This one is about recognizing someone from a kids’ show (Saturday morning, ideally) turning up in a “real” (Prime Time, ideally) program.
For example, when “The Love Boat” started, I recognized Gopher (Fred Grandy) as being “that guy from Monster Squad” (Monster Squad - Wikipedia) - a program about the night watchman at a wax museum who helped the wax versions of classic monsters to fight crime.
Morgan Freeman. I first knew him from being in the cast of the PBS educational series The Electric Company in the early 1970s, when I was a little kid. Then, in the late '80s and early '90s, he finally started getting big movie roles, but I kept thinking about him as Easy Reader, his Electric Company character, and asking “What about Naomi?”

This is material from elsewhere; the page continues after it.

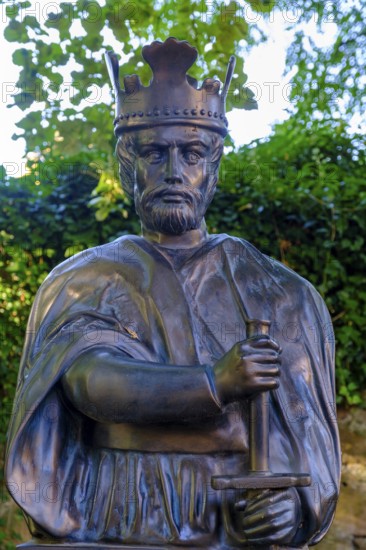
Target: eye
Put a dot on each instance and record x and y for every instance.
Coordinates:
(153, 157)
(192, 157)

Not quite the same maybe, but I remember reading Robert Reed was sorely put out that he would probably forever be known as Mr. Brady on The Brady Bunch and not as the serious actor he considered himself.
A behind-the-scenes example from The Electric Company; the show creator and head writer was Paul Dooley, the actor who was the father in Sixteen Candles and Breaking Away.

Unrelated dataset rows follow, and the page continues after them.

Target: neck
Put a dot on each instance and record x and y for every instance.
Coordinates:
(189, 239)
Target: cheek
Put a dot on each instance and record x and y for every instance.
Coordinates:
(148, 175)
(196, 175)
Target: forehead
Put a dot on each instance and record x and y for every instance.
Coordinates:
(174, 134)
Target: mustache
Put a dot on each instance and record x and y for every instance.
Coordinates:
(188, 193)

Paul Dooley! I may remember him from “A Mighty Wind” and from being one of the more peculiar judges on “The Practice.”
Another example. I was watching “Sleeper” some years back and one guy looked very familiar - because he was Spencer Milligan - Rick Marshall of “The Land of the Lost.”

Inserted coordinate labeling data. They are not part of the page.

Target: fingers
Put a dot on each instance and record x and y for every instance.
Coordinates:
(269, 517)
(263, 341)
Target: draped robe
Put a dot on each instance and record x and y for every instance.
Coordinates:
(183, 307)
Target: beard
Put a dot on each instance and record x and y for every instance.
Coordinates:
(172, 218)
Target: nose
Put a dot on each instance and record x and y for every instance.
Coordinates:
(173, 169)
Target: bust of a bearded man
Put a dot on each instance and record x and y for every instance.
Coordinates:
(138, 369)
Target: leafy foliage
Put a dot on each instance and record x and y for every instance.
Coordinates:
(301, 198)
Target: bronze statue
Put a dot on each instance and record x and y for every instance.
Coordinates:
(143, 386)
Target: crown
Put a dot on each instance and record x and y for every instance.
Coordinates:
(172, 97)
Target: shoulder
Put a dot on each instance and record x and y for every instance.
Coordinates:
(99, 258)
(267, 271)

Pee Wee’s Playhouse, which is considered a cult show for adults now, did run (1986-90) on CBS’s Saturday morning kids’ shows line-up. And of course it featured early roles for Laurence Fishburne, Phil Hartman, and Law and Order’s S. Epatha Merkerson.
Another kind of opposite: Tim Matheson from TV and movies and National Lampoon magazine was the original voice of Jonny Quest – his name was spelled differently.
I did the same thing back when ST:TNG originally aired.
Come to think of it, I think that was the first time I realized actors could play more than one role. I was old enough to understand that the people on TV were actors, but I think I thought the actors on TV just played the same part their entire career. When I saw the guy from Reading Rainbow on Star Trek it clicked that actors can be in more than one show and play more than just one role.
I think you can figure out approximately how old someone is by whether they think of LeVar Burton as the guy from Roots, the guy from Reading Rainbow, or Geordi from Star Trek, The Next Generation.